Femme filant, détail d'une œnochoé attique à fond blanc du Peintre de Brygos, vers 490 av. J.-C., British Museum

Dans les épopées homériques déjà, la Grèce antique s’affirme comme une société patriarcale. Au VIIIe siècle, la cité en se développant se bâtit sur une double exclusion : « club de citoyens », elle exclut les étrangers (métèques) et les esclaves ; « club d’hommes », elle exclut les femmes[1]. Aristote définissant la citoyenneté comme la possibilité de participer au pouvoir politique[2], la femme en est donc la plus éloignée : contrairement aux métèques et aux esclaves, elle ne peut jamais devenir citoyenne. Il faut attendre l’époque hellénistique pour voir de grandes figures de femmes émerger dans le monde grec, des reines comme les Bérénice, Arsinoé ou Cléopâtre.

Sommaire

L’épopée homérique

L'Iliade et surtout l'Odyssée, quand ils ne dépeignent pas des combats et des banquets royaux, comprennent de nombreuses scènes de la vie quotidienne, où les femmes sont sur le devant de la scène. Le caractère historique de ces descriptions est évidemment sujet à caution : cependant, il semble probable que le ou les poètes auteurs de ces deux épopées ait tiré son inspiration, dans ces passages, de la vie quotidienne de son époque, au VIIIe siècle av. J.-C.
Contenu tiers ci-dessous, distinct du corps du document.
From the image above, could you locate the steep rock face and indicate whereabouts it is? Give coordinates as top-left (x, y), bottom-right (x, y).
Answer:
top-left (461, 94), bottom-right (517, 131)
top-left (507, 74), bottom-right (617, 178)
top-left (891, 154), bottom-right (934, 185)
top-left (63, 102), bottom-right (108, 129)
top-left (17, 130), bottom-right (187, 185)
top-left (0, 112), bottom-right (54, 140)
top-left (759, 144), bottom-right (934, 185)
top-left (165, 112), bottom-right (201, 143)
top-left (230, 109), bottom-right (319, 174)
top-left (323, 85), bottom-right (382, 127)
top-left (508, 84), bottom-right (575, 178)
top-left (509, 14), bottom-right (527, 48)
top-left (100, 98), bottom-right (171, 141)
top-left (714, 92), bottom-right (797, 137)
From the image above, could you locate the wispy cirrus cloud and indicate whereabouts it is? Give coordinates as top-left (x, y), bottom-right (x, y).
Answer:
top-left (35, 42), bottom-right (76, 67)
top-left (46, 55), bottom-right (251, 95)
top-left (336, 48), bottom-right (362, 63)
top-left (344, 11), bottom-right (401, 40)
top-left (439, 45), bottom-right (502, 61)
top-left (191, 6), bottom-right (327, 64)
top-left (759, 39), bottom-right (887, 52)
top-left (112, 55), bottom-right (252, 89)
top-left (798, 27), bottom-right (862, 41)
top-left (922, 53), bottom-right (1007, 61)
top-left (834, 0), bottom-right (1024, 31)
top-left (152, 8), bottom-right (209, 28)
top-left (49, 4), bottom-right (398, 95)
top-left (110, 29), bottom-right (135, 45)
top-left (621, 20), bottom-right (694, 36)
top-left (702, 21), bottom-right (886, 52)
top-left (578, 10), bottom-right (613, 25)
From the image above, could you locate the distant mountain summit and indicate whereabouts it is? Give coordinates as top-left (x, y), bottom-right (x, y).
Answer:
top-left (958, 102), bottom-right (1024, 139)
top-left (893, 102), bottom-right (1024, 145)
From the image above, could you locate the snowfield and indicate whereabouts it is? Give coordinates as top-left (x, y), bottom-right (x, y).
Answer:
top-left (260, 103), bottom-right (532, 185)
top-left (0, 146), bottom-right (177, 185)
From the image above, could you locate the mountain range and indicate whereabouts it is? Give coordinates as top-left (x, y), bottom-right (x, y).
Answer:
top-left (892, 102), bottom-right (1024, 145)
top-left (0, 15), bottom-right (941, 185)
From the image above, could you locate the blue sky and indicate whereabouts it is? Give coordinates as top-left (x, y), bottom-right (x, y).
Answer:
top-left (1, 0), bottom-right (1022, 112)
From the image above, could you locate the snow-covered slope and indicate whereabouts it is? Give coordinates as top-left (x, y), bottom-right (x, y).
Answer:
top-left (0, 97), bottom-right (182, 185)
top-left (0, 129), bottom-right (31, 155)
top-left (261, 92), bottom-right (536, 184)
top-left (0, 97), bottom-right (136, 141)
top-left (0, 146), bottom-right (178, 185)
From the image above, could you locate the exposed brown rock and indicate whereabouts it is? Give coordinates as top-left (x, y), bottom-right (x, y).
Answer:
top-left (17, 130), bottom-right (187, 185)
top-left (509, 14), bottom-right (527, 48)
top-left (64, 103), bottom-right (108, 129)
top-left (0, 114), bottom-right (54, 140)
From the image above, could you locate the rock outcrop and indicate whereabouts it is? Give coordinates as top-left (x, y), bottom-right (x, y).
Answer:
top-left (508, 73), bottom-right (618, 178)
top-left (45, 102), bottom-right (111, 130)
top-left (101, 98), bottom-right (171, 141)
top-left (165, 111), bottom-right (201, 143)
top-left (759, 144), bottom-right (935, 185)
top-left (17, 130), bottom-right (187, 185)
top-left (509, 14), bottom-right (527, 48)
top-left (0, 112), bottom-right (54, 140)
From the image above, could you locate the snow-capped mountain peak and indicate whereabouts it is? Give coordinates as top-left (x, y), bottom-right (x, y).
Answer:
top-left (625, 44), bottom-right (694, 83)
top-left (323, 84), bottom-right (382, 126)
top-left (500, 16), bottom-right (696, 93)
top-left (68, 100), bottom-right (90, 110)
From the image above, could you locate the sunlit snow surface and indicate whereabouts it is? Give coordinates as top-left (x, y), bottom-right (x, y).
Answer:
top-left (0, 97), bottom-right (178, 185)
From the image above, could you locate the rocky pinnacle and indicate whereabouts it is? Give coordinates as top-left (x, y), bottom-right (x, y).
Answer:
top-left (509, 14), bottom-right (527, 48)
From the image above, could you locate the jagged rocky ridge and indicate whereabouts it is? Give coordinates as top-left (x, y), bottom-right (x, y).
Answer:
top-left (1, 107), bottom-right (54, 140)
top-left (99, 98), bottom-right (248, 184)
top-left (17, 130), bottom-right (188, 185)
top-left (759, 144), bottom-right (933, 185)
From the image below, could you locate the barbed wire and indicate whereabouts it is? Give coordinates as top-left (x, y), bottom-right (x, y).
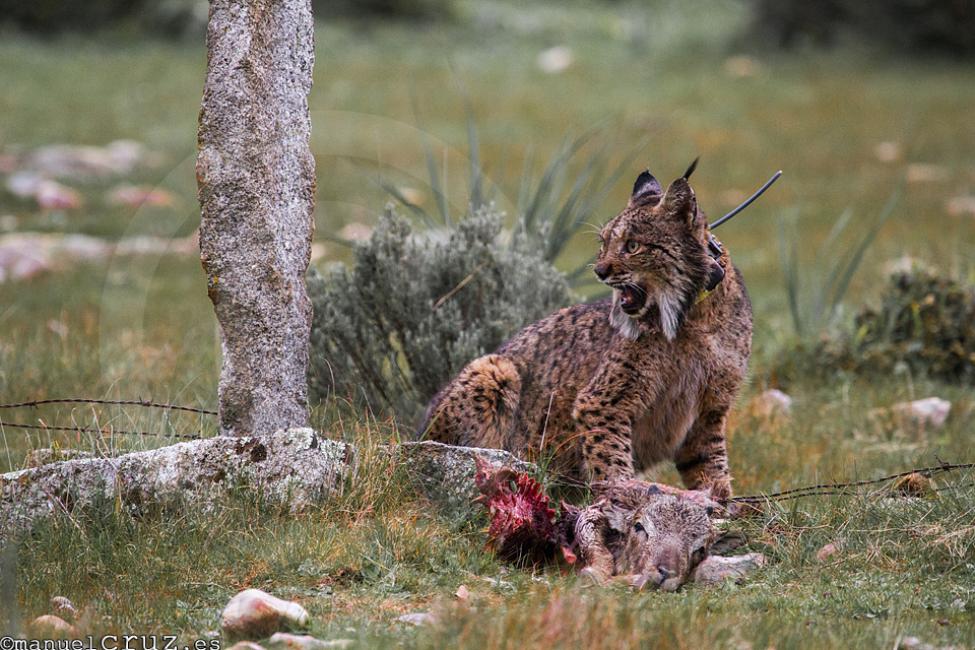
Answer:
top-left (0, 420), bottom-right (202, 441)
top-left (731, 462), bottom-right (975, 503)
top-left (0, 397), bottom-right (216, 416)
top-left (1, 396), bottom-right (972, 504)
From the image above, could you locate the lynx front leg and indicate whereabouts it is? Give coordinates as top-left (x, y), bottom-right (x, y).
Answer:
top-left (572, 390), bottom-right (642, 483)
top-left (675, 407), bottom-right (733, 502)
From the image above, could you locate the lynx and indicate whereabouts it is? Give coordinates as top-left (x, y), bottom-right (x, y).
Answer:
top-left (420, 163), bottom-right (752, 500)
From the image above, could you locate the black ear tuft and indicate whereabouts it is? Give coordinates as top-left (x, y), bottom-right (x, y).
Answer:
top-left (682, 156), bottom-right (700, 181)
top-left (631, 169), bottom-right (662, 203)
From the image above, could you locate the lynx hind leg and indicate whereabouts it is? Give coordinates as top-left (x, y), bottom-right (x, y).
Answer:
top-left (422, 354), bottom-right (521, 450)
top-left (674, 407), bottom-right (733, 502)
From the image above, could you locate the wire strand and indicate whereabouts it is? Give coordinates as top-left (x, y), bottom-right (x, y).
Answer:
top-left (0, 420), bottom-right (202, 441)
top-left (0, 397), bottom-right (216, 416)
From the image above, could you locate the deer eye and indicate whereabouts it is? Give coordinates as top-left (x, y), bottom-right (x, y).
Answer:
top-left (634, 522), bottom-right (646, 534)
top-left (625, 240), bottom-right (641, 254)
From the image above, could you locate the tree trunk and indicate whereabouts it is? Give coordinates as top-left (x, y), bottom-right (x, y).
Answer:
top-left (197, 0), bottom-right (316, 436)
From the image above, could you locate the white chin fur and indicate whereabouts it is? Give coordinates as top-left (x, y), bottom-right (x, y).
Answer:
top-left (610, 292), bottom-right (642, 341)
top-left (610, 289), bottom-right (683, 341)
top-left (658, 291), bottom-right (682, 341)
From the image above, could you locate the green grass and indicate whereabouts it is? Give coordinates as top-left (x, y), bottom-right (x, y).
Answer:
top-left (2, 0), bottom-right (975, 647)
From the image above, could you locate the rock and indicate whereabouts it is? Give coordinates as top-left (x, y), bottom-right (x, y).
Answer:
top-left (1, 433), bottom-right (534, 543)
top-left (891, 398), bottom-right (951, 430)
top-left (816, 541), bottom-right (842, 562)
top-left (724, 55), bottom-right (761, 78)
top-left (197, 0), bottom-right (316, 437)
top-left (268, 634), bottom-right (353, 650)
top-left (0, 232), bottom-right (197, 284)
top-left (906, 163), bottom-right (949, 184)
top-left (227, 643), bottom-right (266, 650)
top-left (50, 596), bottom-right (77, 621)
top-left (945, 195), bottom-right (975, 217)
top-left (396, 612), bottom-right (436, 626)
top-left (396, 441), bottom-right (536, 520)
top-left (1, 428), bottom-right (351, 536)
top-left (29, 614), bottom-right (76, 638)
top-left (691, 553), bottom-right (766, 586)
top-left (454, 584), bottom-right (470, 601)
top-left (873, 141), bottom-right (902, 163)
top-left (25, 140), bottom-right (150, 179)
top-left (536, 46), bottom-right (573, 74)
top-left (221, 589), bottom-right (309, 641)
top-left (26, 449), bottom-right (94, 469)
top-left (106, 185), bottom-right (177, 209)
top-left (338, 222), bottom-right (373, 242)
top-left (749, 389), bottom-right (793, 420)
top-left (6, 173), bottom-right (83, 210)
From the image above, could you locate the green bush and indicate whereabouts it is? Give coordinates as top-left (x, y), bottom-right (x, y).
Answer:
top-left (307, 205), bottom-right (572, 423)
top-left (776, 266), bottom-right (975, 385)
top-left (749, 0), bottom-right (975, 57)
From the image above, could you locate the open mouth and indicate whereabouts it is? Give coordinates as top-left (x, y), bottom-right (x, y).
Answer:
top-left (617, 285), bottom-right (646, 316)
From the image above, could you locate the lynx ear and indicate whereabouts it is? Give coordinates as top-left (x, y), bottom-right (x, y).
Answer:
top-left (628, 169), bottom-right (662, 207)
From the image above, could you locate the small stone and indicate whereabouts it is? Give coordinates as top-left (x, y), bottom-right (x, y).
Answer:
top-left (227, 643), bottom-right (267, 650)
top-left (396, 612), bottom-right (436, 626)
top-left (396, 187), bottom-right (425, 206)
top-left (891, 397), bottom-right (951, 430)
top-left (29, 614), bottom-right (76, 638)
top-left (454, 584), bottom-right (470, 601)
top-left (724, 55), bottom-right (761, 78)
top-left (536, 46), bottom-right (573, 74)
top-left (816, 542), bottom-right (841, 562)
top-left (749, 389), bottom-right (793, 419)
top-left (338, 222), bottom-right (373, 242)
top-left (268, 633), bottom-right (352, 650)
top-left (946, 195), bottom-right (975, 217)
top-left (874, 141), bottom-right (901, 163)
top-left (106, 184), bottom-right (176, 209)
top-left (691, 553), bottom-right (766, 586)
top-left (27, 449), bottom-right (93, 469)
top-left (50, 596), bottom-right (77, 621)
top-left (906, 163), bottom-right (949, 184)
top-left (221, 589), bottom-right (309, 641)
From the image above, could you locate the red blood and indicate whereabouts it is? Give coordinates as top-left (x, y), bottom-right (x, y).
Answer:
top-left (473, 458), bottom-right (559, 565)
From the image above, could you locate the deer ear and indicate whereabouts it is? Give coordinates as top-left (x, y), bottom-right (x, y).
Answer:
top-left (709, 531), bottom-right (747, 555)
top-left (628, 169), bottom-right (662, 207)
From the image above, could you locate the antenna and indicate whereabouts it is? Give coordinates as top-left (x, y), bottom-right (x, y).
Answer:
top-left (710, 170), bottom-right (783, 230)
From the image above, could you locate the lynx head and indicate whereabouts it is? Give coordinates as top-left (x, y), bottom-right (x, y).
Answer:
top-left (615, 494), bottom-right (716, 592)
top-left (595, 160), bottom-right (719, 340)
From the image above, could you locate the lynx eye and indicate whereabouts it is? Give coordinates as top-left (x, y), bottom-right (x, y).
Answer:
top-left (625, 240), bottom-right (641, 254)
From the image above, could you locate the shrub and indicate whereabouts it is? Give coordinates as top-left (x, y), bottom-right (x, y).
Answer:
top-left (307, 205), bottom-right (572, 424)
top-left (748, 0), bottom-right (975, 57)
top-left (776, 266), bottom-right (975, 385)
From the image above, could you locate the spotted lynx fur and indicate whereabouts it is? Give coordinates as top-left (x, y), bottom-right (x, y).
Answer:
top-left (420, 165), bottom-right (752, 500)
Fresque de « la Parisienne », palais de Cnossos

Dans les épopées, la femme a un triple rôle : épouse, reine et maîtresse de maison[3]. Épouse d'abord ou future épouse, ce qui permet d'appréhender la complexité des pratiques matrimoniales grecques. On trouve d'abord le classique système du contre-don, illustré par le contre-exemple d'Agamemnon pressant Achille de reprendre le combat. Il lui offre l'une de ses trois filles en précisant : « qu'il emmène celle qu'il voudra dans la demeure de Pélée, et sans m'offrir de présents[4] ». Il s'agit là d'une pratique exceptionnelle : normalement, l'époux doit donner à son beau-père des présents, les ἕδνα / hêdna. La femme vient alors s'installer chez son époux, ici, dans la demeure du père d'Achille. L'union est monogame chez les héros grecs comme troyens. Cependant, les pratiques matrimoniales restent encore peu formalisées : Hélène, épouse légitime de Ménélas, est traitée également comme l'épouse légitime de Pâris. Priam déroge à la règle de monogamie ; au reste, son palais accueille ses fils et leurs épouses mais aussi ses filles et leurs maris.

Les femmes des rois homériques sont aussi des reines. Ainsi, au chant VI de l'Iliade, Hécube peut-elle convoquer les femmes de Troie pour une cérémonie religieuse. Au chant IV de l'Odyssée, Télémaque se rendant à Sparte est accueilli dans la salle du banquet par Hélène qui siège devant les compagnons de son mari. De même, Arété, femme d'Alcinoos, siège dans la salle du palais, aux côtés de son époux.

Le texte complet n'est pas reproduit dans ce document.